【1】清酒? 日本酒?
清酒と日本酒、私は意図的に使い分けていますが、皆様如何でしょうか。
紙でもウェブでも、大半の読み物は「日本酒」で記載していますね。先日発売された「dancyu」3月号も目立つ表記は「日本酒」です。
え、清酒と日本酒って同じものじゃないの?
答えは「NO」です。
正確には「清酒のうち要件を満たしているものが日本酒」です。
以下、酒税法上での定義に則ってお話しします。
日常会話で使う分には「清酒≒日本酒」で問題ありませんが、法律的には一致していないのでご注意ください。
これ、昔は同一のもので、商品への表示もどちらでも良かったのです。しかし、2015年12月に地理的表示(GI)として「日本酒」が指定されたため、清酒≠日本酒(数学的には「清酒⊃日本酒」になるのかな)になってしまったのです。
地理的表示(GI)についてはいずれ触れますが、これは海外で造られている、清酒ですらない粗悪品まで「日本酒」と名乗り、海外で売られているのを牽制したカタチです。
sushiという名前だけど、和食とすら呼べない酷いシロモノが出されているように、酒の世界でも同じことが起きていると思ってください。
今は海外できちんと造られている素晴らしい清酒も増えていますが、上記の縛りがあって、英語で表現するときや翻訳するときは大変みたいですね。
清酒=sake、日本酒=japanese sakeとのことですが…。
清酒のうち、「原料の米に日本産米を用い、日本国内で醸造したもの」のみが「日本酒」を名乗ることができます(以下のリンクに国税庁が示している「『清酒』と『日本酒』について」というPDFがあります)。
https://www.nta.go.jp/taxes/sake/hyoji/chiri/pdf/0020006-141.pdf
名乗ることができる、なので要件を満たしていれば従前のように「清酒」「日本酒」どちらを使用しても差し支えありません。
原料米の産地および製造場についてはラベルに記載の義務がありますので、確認してもらえば間違いありませんが、「清酒」表示している商品は海外産の米使用または海外製造の酒だ、ということではないのでご注意ください。
以下余談ですが、海外醸造の清酒について、日本酒と区別するために「クラフトサケ(SAKE)」と書いているメディアがあります。
しかしもう一方で、清酒の製造免許の新規取得が困難なため、どぶろくなどの「その他の醸造酒」を造っている国内の醸造場の製品についても「クラフトサケ」と呼ぶメディアがあります。
国税庁の見解は「清酒=sake」なので、後者に対して「サケ」の表現を使っていいのか? という疑問があります。
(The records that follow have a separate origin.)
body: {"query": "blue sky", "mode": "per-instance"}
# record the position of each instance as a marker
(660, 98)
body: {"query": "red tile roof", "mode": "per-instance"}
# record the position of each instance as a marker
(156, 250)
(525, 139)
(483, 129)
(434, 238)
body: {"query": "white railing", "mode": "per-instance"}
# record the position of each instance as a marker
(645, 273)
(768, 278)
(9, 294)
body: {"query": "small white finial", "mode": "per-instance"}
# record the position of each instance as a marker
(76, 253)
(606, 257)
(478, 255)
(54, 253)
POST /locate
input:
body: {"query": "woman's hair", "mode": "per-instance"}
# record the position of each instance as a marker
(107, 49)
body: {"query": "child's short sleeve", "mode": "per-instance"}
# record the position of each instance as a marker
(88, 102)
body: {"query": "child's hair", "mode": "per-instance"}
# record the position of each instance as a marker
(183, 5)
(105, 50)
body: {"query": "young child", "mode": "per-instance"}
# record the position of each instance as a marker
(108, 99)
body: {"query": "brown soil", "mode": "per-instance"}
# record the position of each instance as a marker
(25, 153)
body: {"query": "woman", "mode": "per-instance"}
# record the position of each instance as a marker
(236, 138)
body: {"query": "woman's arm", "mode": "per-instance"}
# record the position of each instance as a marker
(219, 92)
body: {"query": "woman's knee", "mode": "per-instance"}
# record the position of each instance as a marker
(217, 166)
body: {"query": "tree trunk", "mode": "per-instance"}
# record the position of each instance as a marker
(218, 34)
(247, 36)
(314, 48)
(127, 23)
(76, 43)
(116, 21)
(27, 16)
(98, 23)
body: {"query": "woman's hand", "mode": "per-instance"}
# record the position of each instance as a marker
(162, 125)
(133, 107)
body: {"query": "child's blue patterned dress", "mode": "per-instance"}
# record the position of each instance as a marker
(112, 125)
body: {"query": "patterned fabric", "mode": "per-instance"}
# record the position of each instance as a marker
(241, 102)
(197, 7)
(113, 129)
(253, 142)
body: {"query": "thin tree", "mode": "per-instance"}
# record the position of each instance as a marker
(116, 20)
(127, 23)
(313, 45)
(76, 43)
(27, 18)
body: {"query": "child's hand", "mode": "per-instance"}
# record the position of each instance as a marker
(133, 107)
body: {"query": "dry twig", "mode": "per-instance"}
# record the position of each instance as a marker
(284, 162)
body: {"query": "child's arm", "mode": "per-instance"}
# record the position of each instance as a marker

海外で清酒(およびその醸造法で造られたものを含む)にフレーバーを加えたものも同様で、”清酒様の清酒ではないもの“に厳密に言語対応しようと思うと非常に面倒です。
まぁ日本語の「酒」は酒類全部含めると考えると、「クラフト酒(さけ)」なら良いのか…? 少なくとも日本語では。
最後は少し話が逸れました。
次回はそもそも「清酒」とは? というお話をしたいと思います。